EDIT: ich sehe dein Case hat ein Problem das viele alte Bigtower haben. Sie sind zwar hoch, was aber nicht viel bringt, dafür aber nach hinten hin nicht tief genug. 

Mein Haf 922 "Midi-Tower" bietet mehr Platz als die meisten BigTower.. 

Besten Gruß


----------



## zocks (1. Dezember 2009)

*AW: CPU Kühler Lüfter (Alpenföhn) Blasend oder Saugend?*

@KaiHD7960xx

Ich habe doch selber den Rechner zusammengebaut, den Lüfter kamm auf den Kühler schon montiert in der verpackung!!! Also den Lüfter war auf den Kühler schon drauf und das gesammte Teil in der verpackung halt.

Das Pic hatte ich schon gepostet in den andere Thread 

Ja, hast das Problem gut erkannt wegen mein Chieftec 901  . Ein anderes Case wäre mittlerweile besser, aber ich habe soviel Arbeit in das alte Chieftec investiert, und wie auch erwähnt ist ein Limitiertes Lackiertes Design Stück, dass ich mich nicht so schnell davon trennen möchte. Muss mal die vorteile sehen, ich kann den DVD laufwerk Knopf drücken ohne mich bücken zu müssen 

Wegen den Luftstrom... Ich dachte, da , mehr oder weniger, die frische Luft schon von den Front-Case-Lüfter kommt, wäre das Absaugend und weiter nach hinten befordern schon ok so. Wenn ich es Heute ändere, dann tut den front-case-Lüfter die Luft direkt in den CPU Lüfter reinblasen, welche mit mehr kraft weiter fordert (was passiert eigentlich wenn den Lüfter vorne weniger luft fordern kann als der CPU Lüfter weiter fordern möchte, ensteht Vakum oder wie  ) durch den Kühler richtung back-case-Lüfter.

Naja, also durch den neue Nosiblocker+MX3 Leitwärmepaste und Umorientierung der CPU Lüfter musste ich am ende doch glatt 10 grad weniger haben, oder? 

nachtrag:



KaiHD7960xx schrieb:


> Also nächstes mal baust du ja wohl selber deinen Rechner zusammen!!  ja das sollte anderesrum deutlich kühler werden.



da war mir nie so sicher da die Aussagen immer so unterschiedlich sind, sogar jemand 5 grad weniger hatte bei absaugend statt blassend.

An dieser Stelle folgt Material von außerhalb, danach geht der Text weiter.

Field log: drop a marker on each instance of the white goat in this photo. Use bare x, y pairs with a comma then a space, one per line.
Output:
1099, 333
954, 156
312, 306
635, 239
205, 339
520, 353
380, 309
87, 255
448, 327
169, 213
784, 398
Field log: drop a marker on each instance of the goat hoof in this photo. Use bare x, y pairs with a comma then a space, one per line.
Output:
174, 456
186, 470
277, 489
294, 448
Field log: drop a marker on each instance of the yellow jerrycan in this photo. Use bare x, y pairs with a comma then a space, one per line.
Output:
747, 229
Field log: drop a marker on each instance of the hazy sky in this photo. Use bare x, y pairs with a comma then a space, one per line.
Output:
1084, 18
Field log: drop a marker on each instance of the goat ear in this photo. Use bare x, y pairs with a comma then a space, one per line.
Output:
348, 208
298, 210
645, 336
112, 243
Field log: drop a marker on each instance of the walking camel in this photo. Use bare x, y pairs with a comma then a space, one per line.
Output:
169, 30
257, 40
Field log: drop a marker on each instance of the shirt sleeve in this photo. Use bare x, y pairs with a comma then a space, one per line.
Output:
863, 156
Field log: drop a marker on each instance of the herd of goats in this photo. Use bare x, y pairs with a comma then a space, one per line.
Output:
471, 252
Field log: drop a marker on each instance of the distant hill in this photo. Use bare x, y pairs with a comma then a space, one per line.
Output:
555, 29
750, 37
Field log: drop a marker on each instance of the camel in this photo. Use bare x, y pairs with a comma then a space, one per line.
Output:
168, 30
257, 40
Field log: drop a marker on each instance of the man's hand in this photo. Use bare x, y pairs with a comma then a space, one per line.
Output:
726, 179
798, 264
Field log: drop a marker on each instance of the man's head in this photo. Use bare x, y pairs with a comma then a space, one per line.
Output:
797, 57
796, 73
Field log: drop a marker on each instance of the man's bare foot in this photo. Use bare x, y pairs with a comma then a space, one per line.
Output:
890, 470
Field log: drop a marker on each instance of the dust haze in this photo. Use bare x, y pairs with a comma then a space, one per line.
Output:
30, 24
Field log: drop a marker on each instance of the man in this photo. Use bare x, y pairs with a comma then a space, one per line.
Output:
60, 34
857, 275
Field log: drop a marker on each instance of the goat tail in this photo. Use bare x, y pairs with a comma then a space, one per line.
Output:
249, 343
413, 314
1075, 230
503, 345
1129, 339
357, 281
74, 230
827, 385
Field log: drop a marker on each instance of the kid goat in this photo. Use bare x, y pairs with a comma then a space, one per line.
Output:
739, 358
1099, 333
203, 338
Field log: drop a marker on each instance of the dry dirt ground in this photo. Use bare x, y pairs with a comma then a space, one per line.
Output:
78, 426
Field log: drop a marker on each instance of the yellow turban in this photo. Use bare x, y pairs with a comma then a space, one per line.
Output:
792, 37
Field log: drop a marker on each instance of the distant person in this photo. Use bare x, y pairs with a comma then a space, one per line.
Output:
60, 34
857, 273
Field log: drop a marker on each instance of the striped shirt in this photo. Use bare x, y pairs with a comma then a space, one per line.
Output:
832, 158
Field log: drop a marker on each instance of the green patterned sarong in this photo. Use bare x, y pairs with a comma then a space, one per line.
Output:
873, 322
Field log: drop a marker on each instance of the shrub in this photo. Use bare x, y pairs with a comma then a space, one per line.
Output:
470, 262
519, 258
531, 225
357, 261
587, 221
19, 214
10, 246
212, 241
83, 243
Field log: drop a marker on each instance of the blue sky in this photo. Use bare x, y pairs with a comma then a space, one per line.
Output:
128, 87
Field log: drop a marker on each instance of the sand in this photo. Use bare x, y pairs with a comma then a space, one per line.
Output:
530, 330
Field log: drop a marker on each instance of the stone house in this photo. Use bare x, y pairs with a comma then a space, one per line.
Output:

Aber scheint wohl von die Form und Material des Kühlers abhängig zu sein.


----------



## KaiHD7960xx (1. Dezember 2009)

*AW: CPU Kühler Lüfter (Alpenföhn) Blasend oder Saugend?*

10°C kann sein. 

Du machst dir übrigens zu viele Gedanken.. kannst du die HDDs nicht per Adapter eiinfach oben in zwei 5,25" Schächte bauen??

P.S. ich hätte auch noch ein HDD Expansionkit anzubieten, hab's seit 1Monat(mit Rechnung), falls Interesse per PN..^^


----------



## Dr.Speed (1. Dezember 2009)

*AW: CPU Kühler Lüfter (Alpenföhn) Blasend oder Saugend?*

Kai hat absolut recht und die 10°C weniger kann ich aus eigener Erfahrung bestätigen. Bei mir musste ich den Kühler nur um 90° drehen. Ich habe selber auch einen Groß Clock´ner.


----------



## zocks (1. Dezember 2009)

*AW: CPU Kühler Lüfter (Alpenföhn) Blasend oder Saugend?*



KaiHD7960xx schrieb:


> 10°C kann sein.
> 
> Du machst dir übrigens zu viele Gedanken.. kannst du die HDDs nicht per Adapter eiinfach oben in zwei 5,25" Schächte bauen??
> 
> P.S. ich hätte auch noch ein HDD Expansionkit anzubieten, hab's seit 1Monat(mit Rechnung), falls Interesse per PN..^^



Sehr cooles Teil. Also in die obere Reihen habe ich meine 320 GB festplatte für OS und Programme. Die 2 untere sind jeweils 1 T für Daten. Also müsste 3 Oben einbringen, könnte gerade so gehen.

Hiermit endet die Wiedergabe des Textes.